A quick rundown… Barry Humphries, the manager of suburban wife turned superstar, Dame Edna Everage, tells all.

Strengths: The clever humour, the language.

Weaknesses: How much of this is really true?

Why I read it: Another $5 sale book.

Pages: 388

Published: 2009

Publisher: Hachette Australia

Setting: Australia, London, USA

Rating: 7.5 out of 10

If you liked this, try: My Life As Me by Barry Humphries

This is a difficult book to categorise – is it an autobiography? A memoir? Fictionalised truth? Here, Barry Humphries tells us of his discovery of Moonee Ponds (i.e. Melbourne suburbia) housewife, Edna Everage in 1950s Melbourne and how that young woman became one of the grandest dames of history. Barry lays the rumours to rest that he and Edna are one and describes his tumultuous relationship with Edna through death, alcohol, bankruptcy and gladioli.

Barry paints for us a beautiful picture of 1950s and 60s Melbourne (of which a few points are still recognisable today) and Edna’s life with an ill husband, jealous live-in Kiwi bridesmaid and children. Barry is of course nothing like the common bourgeois that Edna represents, he shudders in her attempts at class and social climbing. But which of them has the better insight into the average (or ‘everage’) Australian? Edna becomes a hit much to Barry’s dismay on the stage and screen and he reluctantly becomes her manager while trying an acting/comedy career for himself. Edna’s dreams become true beyond her wildest fantasies while Barry becomes a shadow of his former self. Eventually they will work out that they need each other (but not that greasy Les Patterson).

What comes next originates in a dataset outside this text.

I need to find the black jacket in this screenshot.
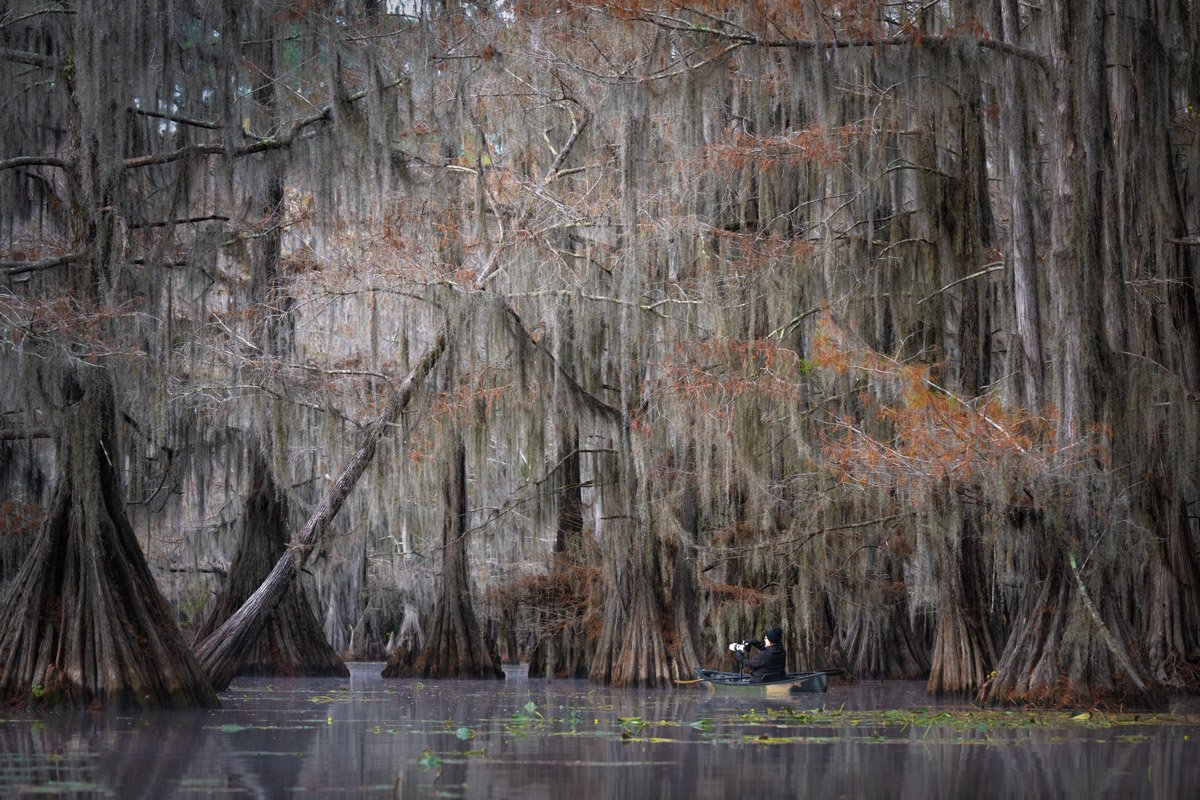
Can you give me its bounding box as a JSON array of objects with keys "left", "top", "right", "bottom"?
[{"left": 737, "top": 642, "right": 787, "bottom": 682}]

Humphries has written a wildly witty work of his time with Edna. I fear that Edna herself may not understand all the words he uses in various descriptions (an ebook version would be useful at times to use the inbuilt dictionary, but I’m probably showing my bourgeois side my even suggesting it). Barry paints himself as the perfect Toorak snob (upper class suburb of Melbourne) reacting to Edna’s feisty middle class suburban roots and the need to keep up and then overtake the Joneses. In some ways, she represents Australia itself.

While it’s debatable how much of the plain truth is in this book, it’s a fantastic tale and a great read for any possum, if only for the photos of Dame Edna’s outlandish outfits from the past through to today.